No discurso de encerramento, Rui Rio não usou a palavra tabu: regionalizar. Mas aproximou-se do modelo, falando noutro modelo de organização territorial. Certo é que Rui Rio alinhará na conversa sobre descentralização, mesmo que tenha avisado na campanha que tinha recebido muitas críticas à proposta do Governo. De concreto, no congresso, só uma ideia: institutos, TC e provedoria fora de Lisboa - com tempo, não já. E tudo deve ser feito "com estudos sérios, sem tabus, com racionalidade".

8. Reforma da Justiça (a ruptura anunciada)

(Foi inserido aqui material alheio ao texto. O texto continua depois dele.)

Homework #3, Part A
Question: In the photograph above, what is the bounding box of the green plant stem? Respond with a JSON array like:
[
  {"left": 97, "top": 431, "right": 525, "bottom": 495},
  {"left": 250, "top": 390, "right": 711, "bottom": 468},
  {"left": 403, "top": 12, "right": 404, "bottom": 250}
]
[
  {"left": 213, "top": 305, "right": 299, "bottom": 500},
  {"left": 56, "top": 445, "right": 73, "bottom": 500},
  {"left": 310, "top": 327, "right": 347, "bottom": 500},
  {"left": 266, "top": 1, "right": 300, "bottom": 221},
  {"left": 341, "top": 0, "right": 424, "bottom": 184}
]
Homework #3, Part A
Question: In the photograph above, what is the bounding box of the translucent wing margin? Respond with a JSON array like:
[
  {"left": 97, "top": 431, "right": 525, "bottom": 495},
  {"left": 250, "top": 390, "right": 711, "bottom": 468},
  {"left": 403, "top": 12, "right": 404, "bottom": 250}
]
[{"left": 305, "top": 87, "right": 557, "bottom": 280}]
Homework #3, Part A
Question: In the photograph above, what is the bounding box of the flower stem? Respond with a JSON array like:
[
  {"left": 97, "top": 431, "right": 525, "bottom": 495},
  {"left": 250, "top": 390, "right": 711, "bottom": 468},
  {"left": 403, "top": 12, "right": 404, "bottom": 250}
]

Rui Rio acha que os interesses corporativos se estão a sobrepor ao interesse geral e quer mudar as coisas. Em quê? Há pontos pacíficos: mais meios, recursos tecnológicos, melhor qualidade legislativa. E pontos em que não haverá paz: mudanças no segredo de justiça (para o apertar), mais transparência, melhor escrutínio - combatendo "a politização da Justiça". Isto abre uma discussão que o PS não podia lançar, preso pelo caso Sócrates. E desafia muito o pensamento instalado no PSD. A nomeação da ex-bastonária Elina Fraga para a direcção (que mereceu vaias do congresso) é só uma cereja no topo do bolo. Mas só com as propostas concretas essa guerra se vai abrir.

9. Sistema político (e o PSD)

Chegou com o discurso de arranque do congresso, mas ficou por aí - e pela identificação de um problema: o afastamento dos cidadãos. Aqui, as pistas ficam-se nas intenções de Rio relativamente ao próprio PSD: mudar o financiamento interno, contas equilibradas, recursos optimizados, fiscalização independente - e "substituir o veto de gaveta a novos militantes pela entrada livre de todos os portugueses" (o que é claramente um aviso às distritais e seus líderes). O que vai acontecer, só nas cenas dos próximos capítulos.